Nutrition and health claims could mislead consumers
Consumers need to be better protected from misleading nutrition and health claims on food packaging, according to new research.
These claims are displayed to influence consumers' food choices, but could mislead consumers' perceptions about what is healthy food, says University of Auckland researcher, Dr Stefanie Vandevijvere.
"It needs to be explored how current regulations on nutrition and health claims in New Zealand could be further strengthened to ensure consumers are protected and not misled," she says.
Dr Vandevijvere is the lead author on a just published study in the British Journal of Nutrition, that assessed the extent and nature of nutrition and health claims on the front-of-pack of 'healthy' and 'less-healthy' packaged foods in New Zealand.
Foods from eight categories were selected from the 2014 Nutritrack database.
The internationally standardised International Network for Food and Obesity/Non-Communicable Diseases Research, Monitoring and Action Support (INFORMAS) taxonomy was used to classify claims on packages.

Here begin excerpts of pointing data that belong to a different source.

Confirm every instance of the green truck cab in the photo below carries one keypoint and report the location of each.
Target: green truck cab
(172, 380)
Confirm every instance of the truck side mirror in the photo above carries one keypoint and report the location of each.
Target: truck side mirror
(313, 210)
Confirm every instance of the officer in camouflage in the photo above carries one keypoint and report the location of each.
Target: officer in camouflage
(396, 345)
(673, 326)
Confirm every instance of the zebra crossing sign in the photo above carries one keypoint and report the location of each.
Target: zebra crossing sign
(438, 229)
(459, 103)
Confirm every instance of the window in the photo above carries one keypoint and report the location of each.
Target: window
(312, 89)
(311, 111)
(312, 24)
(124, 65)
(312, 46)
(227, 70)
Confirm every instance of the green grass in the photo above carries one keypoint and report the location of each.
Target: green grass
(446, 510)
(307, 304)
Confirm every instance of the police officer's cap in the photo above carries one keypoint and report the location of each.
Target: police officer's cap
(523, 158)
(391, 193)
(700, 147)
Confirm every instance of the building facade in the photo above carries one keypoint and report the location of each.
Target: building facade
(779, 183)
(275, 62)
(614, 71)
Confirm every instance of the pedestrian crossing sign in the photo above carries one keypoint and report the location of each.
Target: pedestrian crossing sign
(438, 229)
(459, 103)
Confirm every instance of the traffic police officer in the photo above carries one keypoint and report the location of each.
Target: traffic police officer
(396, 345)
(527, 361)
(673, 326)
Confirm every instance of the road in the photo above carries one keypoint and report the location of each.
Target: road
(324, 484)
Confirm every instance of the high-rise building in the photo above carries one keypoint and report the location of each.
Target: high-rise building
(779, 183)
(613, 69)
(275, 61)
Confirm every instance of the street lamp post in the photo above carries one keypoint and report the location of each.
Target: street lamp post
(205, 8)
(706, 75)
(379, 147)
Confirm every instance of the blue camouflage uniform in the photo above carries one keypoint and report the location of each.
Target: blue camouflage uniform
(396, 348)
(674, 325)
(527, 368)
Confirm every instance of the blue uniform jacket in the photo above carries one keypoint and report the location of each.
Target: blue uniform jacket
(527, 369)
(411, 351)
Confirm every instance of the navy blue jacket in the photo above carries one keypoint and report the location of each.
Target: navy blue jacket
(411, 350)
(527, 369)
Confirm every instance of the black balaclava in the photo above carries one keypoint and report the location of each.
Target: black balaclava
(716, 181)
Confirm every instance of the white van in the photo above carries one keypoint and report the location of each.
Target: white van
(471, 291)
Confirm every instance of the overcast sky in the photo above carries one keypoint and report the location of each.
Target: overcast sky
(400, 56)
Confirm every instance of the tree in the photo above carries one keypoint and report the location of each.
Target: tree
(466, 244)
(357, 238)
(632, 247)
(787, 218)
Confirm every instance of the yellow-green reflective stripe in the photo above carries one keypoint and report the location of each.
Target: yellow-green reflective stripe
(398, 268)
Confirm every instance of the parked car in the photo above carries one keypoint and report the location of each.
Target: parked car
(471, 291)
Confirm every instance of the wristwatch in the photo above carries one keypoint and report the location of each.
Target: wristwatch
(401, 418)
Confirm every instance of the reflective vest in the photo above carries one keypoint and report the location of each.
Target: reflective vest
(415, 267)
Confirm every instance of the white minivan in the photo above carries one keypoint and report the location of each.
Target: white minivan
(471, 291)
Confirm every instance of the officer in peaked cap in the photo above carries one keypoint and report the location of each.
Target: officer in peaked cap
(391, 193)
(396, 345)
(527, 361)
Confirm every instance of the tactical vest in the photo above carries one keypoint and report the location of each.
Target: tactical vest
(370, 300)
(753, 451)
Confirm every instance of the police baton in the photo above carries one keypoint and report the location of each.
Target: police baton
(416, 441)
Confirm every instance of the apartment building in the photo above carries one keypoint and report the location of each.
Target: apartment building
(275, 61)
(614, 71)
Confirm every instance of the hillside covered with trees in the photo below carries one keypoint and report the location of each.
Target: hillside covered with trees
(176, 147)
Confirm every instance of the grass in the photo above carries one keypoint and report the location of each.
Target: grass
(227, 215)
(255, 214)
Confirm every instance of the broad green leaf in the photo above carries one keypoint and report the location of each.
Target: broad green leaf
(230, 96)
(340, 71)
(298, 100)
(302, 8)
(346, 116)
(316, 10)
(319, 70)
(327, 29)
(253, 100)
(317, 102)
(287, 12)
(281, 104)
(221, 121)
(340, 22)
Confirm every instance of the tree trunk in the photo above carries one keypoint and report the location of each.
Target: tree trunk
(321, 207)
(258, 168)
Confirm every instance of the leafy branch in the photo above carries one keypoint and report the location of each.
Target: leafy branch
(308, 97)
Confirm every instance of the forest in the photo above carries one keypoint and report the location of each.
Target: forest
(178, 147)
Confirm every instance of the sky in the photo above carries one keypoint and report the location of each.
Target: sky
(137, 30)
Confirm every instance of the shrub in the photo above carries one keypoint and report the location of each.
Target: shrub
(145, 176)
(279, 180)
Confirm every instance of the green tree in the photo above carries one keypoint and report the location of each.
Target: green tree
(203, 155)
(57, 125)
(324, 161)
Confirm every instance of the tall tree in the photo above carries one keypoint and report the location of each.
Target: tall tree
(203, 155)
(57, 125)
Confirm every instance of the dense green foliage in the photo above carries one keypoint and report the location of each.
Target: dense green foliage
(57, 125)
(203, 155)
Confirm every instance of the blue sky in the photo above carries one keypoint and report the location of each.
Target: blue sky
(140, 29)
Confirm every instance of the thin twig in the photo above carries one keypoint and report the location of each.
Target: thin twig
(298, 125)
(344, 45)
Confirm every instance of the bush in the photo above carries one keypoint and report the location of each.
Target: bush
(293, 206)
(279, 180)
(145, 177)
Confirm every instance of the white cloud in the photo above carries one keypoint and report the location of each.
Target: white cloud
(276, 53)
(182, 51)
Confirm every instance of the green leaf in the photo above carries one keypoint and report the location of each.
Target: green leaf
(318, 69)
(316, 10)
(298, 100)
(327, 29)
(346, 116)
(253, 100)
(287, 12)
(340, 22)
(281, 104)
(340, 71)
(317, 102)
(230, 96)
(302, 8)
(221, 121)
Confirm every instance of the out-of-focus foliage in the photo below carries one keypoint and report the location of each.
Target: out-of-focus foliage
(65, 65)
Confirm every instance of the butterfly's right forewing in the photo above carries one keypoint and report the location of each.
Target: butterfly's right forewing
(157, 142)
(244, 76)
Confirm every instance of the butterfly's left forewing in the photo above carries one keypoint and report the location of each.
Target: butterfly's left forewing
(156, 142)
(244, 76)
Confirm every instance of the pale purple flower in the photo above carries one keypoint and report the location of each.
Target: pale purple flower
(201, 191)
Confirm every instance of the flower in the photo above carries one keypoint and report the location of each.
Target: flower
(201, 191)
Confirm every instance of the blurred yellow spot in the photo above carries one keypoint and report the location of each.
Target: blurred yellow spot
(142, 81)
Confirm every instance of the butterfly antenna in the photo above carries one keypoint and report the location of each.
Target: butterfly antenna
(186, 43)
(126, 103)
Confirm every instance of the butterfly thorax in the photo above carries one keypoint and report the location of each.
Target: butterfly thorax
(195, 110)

The Nutrient Profiling Scoring Criterion (NPSC) was used to classify products as 'healthy' or 'less healthy'.
In total, 7526 products were included, with 47 percent (n 3557) classified as 'healthy'.

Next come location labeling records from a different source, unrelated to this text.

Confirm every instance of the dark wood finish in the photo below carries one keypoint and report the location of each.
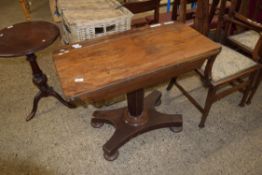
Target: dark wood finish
(24, 39)
(131, 62)
(148, 55)
(217, 89)
(128, 126)
(141, 7)
(26, 8)
(236, 19)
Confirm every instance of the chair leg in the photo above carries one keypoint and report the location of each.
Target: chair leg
(247, 89)
(254, 89)
(209, 101)
(171, 84)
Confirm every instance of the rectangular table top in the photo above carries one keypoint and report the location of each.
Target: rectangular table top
(131, 60)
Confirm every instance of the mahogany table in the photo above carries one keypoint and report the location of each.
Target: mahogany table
(128, 63)
(24, 39)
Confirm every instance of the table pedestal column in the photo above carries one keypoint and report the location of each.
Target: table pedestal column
(138, 117)
(40, 80)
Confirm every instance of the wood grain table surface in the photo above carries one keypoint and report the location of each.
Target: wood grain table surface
(131, 60)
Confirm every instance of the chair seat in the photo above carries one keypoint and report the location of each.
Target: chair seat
(248, 39)
(229, 62)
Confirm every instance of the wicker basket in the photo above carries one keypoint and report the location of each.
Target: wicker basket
(63, 5)
(82, 24)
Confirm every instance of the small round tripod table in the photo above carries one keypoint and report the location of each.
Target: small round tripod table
(24, 39)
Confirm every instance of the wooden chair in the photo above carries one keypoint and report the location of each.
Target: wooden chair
(189, 15)
(247, 38)
(141, 7)
(230, 71)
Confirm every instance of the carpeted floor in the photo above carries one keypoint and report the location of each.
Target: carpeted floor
(60, 141)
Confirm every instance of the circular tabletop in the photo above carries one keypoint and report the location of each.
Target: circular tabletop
(26, 38)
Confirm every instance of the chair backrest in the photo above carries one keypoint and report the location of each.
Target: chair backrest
(201, 15)
(144, 6)
(184, 4)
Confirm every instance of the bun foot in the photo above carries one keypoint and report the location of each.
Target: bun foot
(111, 157)
(176, 129)
(97, 124)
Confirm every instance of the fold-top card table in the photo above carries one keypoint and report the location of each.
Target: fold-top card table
(128, 63)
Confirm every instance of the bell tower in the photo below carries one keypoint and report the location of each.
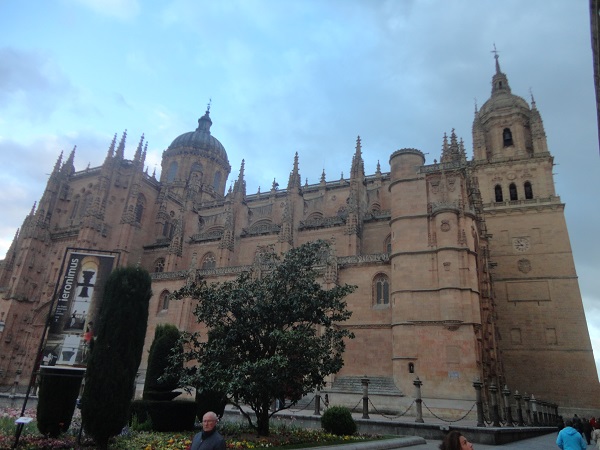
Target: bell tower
(538, 303)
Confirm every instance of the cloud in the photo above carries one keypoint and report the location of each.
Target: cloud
(32, 86)
(119, 9)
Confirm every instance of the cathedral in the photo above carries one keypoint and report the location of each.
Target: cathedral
(463, 266)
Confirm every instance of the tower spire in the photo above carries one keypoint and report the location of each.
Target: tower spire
(111, 149)
(499, 81)
(294, 182)
(138, 152)
(239, 187)
(120, 154)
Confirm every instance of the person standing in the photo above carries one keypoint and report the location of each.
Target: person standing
(209, 438)
(455, 441)
(570, 439)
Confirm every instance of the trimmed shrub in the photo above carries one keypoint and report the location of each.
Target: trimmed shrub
(210, 401)
(338, 420)
(113, 364)
(166, 341)
(173, 416)
(58, 393)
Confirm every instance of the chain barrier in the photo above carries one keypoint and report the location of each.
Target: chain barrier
(304, 407)
(446, 420)
(390, 417)
(354, 409)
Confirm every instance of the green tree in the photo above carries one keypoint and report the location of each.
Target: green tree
(159, 385)
(112, 367)
(272, 333)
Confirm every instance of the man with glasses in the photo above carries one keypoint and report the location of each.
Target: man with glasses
(209, 438)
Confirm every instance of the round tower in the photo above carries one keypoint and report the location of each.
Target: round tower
(196, 164)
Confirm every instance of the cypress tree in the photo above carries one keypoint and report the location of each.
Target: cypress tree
(113, 364)
(158, 385)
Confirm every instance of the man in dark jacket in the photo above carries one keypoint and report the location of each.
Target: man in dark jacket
(209, 438)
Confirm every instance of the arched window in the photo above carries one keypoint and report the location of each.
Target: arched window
(528, 190)
(387, 245)
(163, 302)
(172, 172)
(209, 261)
(381, 290)
(139, 208)
(159, 265)
(87, 202)
(498, 193)
(507, 137)
(75, 209)
(512, 189)
(217, 181)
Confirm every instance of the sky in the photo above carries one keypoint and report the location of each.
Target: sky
(287, 76)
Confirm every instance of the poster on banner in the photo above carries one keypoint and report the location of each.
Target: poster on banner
(77, 307)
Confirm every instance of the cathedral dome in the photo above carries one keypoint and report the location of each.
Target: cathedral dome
(502, 97)
(199, 142)
(503, 100)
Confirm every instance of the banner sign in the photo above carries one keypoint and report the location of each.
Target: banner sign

Out of 7058 individual claims, the majority (69 percent) were found on 'healthy' products.
Cereals displayed the greatest proportion of nutrition and health claims (1503 claims on 564 products), of which one-third were displayed on 'less-healthy' cereals.

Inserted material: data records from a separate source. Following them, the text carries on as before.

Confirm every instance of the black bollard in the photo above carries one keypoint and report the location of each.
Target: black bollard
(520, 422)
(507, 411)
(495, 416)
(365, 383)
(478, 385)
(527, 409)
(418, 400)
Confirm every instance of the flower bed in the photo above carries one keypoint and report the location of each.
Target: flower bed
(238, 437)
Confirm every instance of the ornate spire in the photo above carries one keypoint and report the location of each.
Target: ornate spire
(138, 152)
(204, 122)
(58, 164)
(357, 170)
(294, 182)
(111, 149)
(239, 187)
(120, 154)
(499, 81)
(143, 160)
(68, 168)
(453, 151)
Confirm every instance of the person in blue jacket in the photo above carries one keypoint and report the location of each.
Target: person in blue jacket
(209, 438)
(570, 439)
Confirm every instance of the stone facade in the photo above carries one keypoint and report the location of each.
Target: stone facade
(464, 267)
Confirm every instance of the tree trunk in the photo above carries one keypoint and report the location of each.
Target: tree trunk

More than one-third of products displayed at least one nutrition claim and 15 percent featured at least one health claim on the front-of-pack.
Claims were found on one-third of 'less-healthy' products; 26 percent of those products displayed nutrition claims and seven percent featured health claims.
About 45 percent of 'healthy' products displayed nutrition claims and 23 percent featured health claims.